“I don’t see it at all, Johnny Leslie, and what’s more, I don’t believe you do either! The boys at school would only laugh at you, if the worst came to the worst, and I’m pretty sure, from things Jim has told mamma, that the kind of boys he knows would just as lief kick him, or knock him down, if they were big enough, as to look at him! And if you’d stand up for that poor little boy, I think some more of them would, too. Don’t you remember, papa said boys were a good deal like sheep; that if one went over the fence, the whole flock would come after him; sometimes, I wish I could do something for that boy! I don’t see how you can bear to let them all make fun of him, and never say a word, when it made you so mad, that time, when those two dreadful boys tried to hang my kitten. It seems to me it’s exactly the same thing!”

Tiny’s face was quite red by the time she had finished this long speech, and Johnny’s, though for a very different reason, was red too. He had been angry with Tiny, at first, but before she stopped speaking, his anger had turned against himself. She was a little frightened at her own daring in “speaking up” to Johnny in this way, but she soon saw that her fright was needless.

“Tiny,” he said, solemnly, after a rather long pause, “you can’t expect me to wish I was a girl, you know, they do have such flat times, but I will say I think its easier for them to be good than it is for boys,—in some ways, anyhow,—and I think I must be the beginning of a snob! You didn’t even look foolish the day mamma took Jim with us to see the pictures, and we met pretty much everybody we knew, and my face felt red all the time. I’m really very much obliged to you for shaking me up. I shall talk it all out with mamma, now, and see if I can’t settle myself. To think how much better a fellow Jim is than I am, when I’ve had mamma and papa and you, and he don’t even know whether he had any mother at all!” And Johnny gave utterance to his feelings in something between a howl and a groan. To his great consternation, Tiny burst into a passion of crying, hugging him, and trying to talk as she sobbed. When he at last made out what she was saying, it was something like this,—

“I thought you were going to be mean and horrid—and you’re such a dear boy—and I couldn’t bear to have you like that—and I love you so—oh, Johnny!”

Johnny may live to be a very old man; I hope he will, for good men are greatly needed, but no matter how long he lives, he will never forget the feelings that surged through his heart when he found how bitter it was to his little sister to be disappointed in him. He hugged her with all his might, and in a very choked voice he told her that he hoped she’d never have to be ashamed of him again—that she shouldn’t if he could possibly help it.

And after the talk with his mother that night, he hunted up the “silken sleeve,” which he had worn until it was threadbare, and then put away so carefully that he had a hard time to find it. It was too shabby to be put on his hat again, but somehow he liked it better than a newer one, and he stuffed it into his jacket, when he dressed the next morning, about where he supposed his heart to be. He reached the schoolhouse a few minutes before the bell rang, and found everybody but Ned Owen laughing and talking. He was sitting at his desk with a book, on which his eyes were intently fixed, held before him, but his cheeks were flushed, and his lips pressed tightly together.

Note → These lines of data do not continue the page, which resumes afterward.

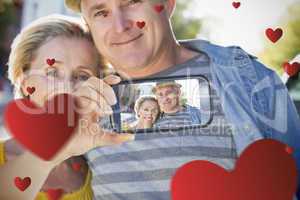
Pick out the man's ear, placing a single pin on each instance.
(170, 7)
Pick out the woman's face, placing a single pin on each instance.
(75, 62)
(148, 111)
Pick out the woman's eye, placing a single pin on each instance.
(102, 13)
(134, 2)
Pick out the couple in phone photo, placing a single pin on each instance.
(137, 41)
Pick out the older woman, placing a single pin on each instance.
(56, 55)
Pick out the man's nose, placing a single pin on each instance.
(121, 23)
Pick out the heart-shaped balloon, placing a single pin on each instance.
(42, 130)
(141, 24)
(264, 171)
(50, 61)
(22, 184)
(274, 36)
(236, 4)
(291, 69)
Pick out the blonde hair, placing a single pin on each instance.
(141, 100)
(28, 41)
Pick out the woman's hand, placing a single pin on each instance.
(95, 98)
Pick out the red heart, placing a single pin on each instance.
(30, 90)
(236, 4)
(289, 150)
(141, 24)
(50, 61)
(159, 8)
(42, 130)
(22, 184)
(274, 36)
(54, 194)
(76, 166)
(291, 69)
(264, 171)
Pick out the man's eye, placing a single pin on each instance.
(102, 13)
(82, 77)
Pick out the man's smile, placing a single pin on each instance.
(126, 42)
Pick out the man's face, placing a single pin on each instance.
(168, 98)
(113, 24)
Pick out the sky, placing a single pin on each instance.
(245, 26)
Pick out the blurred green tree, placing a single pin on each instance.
(185, 27)
(274, 55)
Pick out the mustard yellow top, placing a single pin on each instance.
(84, 193)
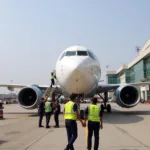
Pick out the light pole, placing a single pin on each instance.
(107, 66)
(138, 49)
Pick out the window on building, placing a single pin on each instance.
(62, 55)
(71, 53)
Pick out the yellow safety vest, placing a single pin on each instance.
(93, 113)
(52, 77)
(69, 113)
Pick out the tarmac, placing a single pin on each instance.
(124, 129)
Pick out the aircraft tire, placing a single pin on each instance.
(108, 108)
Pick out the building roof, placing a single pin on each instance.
(145, 52)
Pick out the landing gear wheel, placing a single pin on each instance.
(108, 108)
(102, 107)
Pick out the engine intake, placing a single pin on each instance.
(29, 97)
(127, 96)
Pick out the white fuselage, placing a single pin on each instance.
(77, 71)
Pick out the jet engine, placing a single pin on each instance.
(127, 96)
(29, 97)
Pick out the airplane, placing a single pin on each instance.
(78, 72)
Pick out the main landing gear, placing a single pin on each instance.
(105, 106)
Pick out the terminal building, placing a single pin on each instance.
(137, 70)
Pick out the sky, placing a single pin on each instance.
(33, 33)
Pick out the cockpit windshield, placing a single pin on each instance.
(82, 53)
(91, 55)
(70, 53)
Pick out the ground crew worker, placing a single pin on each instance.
(41, 111)
(52, 79)
(57, 110)
(48, 112)
(95, 122)
(71, 115)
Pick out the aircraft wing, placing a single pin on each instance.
(111, 87)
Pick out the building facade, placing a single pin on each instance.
(136, 71)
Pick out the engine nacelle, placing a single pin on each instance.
(127, 96)
(29, 97)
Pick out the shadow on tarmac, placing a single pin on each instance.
(124, 117)
(2, 142)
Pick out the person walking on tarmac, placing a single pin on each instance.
(48, 112)
(56, 113)
(52, 79)
(41, 111)
(71, 115)
(95, 122)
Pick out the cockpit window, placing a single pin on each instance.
(91, 55)
(62, 55)
(71, 53)
(82, 53)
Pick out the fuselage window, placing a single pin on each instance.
(71, 53)
(91, 55)
(82, 53)
(62, 55)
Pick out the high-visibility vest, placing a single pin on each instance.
(69, 112)
(52, 77)
(93, 113)
(48, 108)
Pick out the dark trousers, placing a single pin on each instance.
(48, 116)
(71, 127)
(40, 118)
(93, 127)
(56, 118)
(52, 82)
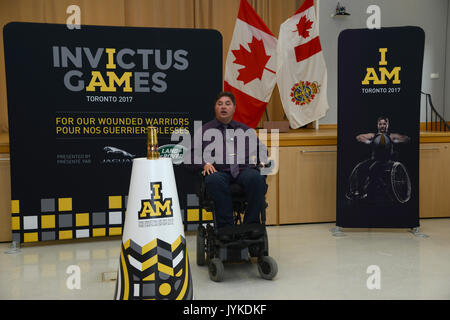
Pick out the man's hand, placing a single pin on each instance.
(208, 169)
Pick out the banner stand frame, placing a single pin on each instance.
(337, 232)
(13, 248)
(416, 232)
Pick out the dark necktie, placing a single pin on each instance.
(234, 166)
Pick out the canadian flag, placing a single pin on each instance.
(250, 66)
(301, 69)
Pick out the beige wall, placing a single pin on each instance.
(209, 14)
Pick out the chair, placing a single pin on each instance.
(239, 242)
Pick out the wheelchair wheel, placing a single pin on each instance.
(216, 270)
(401, 184)
(267, 267)
(201, 246)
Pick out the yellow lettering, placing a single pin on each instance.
(147, 209)
(96, 81)
(110, 52)
(371, 75)
(395, 73)
(113, 78)
(166, 207)
(156, 192)
(383, 61)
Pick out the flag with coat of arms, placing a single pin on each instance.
(301, 69)
(250, 66)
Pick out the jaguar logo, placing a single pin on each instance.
(116, 155)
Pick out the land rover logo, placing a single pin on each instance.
(173, 151)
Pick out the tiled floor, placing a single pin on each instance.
(312, 264)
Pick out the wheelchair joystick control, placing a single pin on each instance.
(152, 143)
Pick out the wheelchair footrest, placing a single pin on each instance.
(241, 232)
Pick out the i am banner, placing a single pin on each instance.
(379, 87)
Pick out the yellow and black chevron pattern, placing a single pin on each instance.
(157, 270)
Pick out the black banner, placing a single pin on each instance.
(379, 86)
(79, 103)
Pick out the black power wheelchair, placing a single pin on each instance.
(236, 243)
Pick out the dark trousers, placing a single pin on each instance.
(218, 188)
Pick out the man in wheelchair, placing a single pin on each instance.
(232, 184)
(380, 177)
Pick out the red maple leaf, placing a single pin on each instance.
(254, 61)
(303, 27)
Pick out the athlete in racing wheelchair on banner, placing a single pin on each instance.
(380, 179)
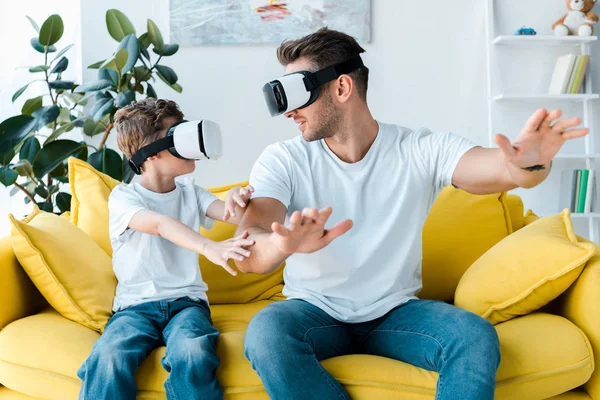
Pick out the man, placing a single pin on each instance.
(357, 294)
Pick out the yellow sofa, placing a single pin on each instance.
(547, 354)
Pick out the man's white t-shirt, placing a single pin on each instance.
(375, 266)
(149, 267)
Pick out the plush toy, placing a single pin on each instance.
(579, 20)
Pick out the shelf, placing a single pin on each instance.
(549, 40)
(543, 97)
(576, 156)
(573, 215)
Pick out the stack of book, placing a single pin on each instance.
(568, 75)
(577, 188)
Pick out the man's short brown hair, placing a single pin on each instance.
(323, 48)
(140, 123)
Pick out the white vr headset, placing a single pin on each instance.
(192, 140)
(301, 89)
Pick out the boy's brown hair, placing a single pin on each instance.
(140, 123)
(323, 48)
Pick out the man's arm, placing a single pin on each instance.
(257, 221)
(274, 243)
(485, 171)
(524, 163)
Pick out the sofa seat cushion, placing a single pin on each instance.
(542, 356)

Johnny did not hear anything but a confusion of voices, but he could easily guess what the talk had been about. He walked straight to his desk, and, laying his hand with apparent carelessness on Ned’s shoulder, he glanced down at the open history, saying, in his friendliest manner, which was very friendly,—

“It’s pretty stiff to-day, isn’t it? I wish I could reel off the dates the way you do, but every one I learn seems to drive out the one that went in before it!”

The flush on Ned’s face deepened, and he looked up with an expression of utter astonishment, which made Johnny tingle with shame from the crown of his head to the soles of his feet. And Johnny thought afterward how, if the case had been reversed, he would have shaken off the tardy hand and given a rude answer to the long-delayed civility.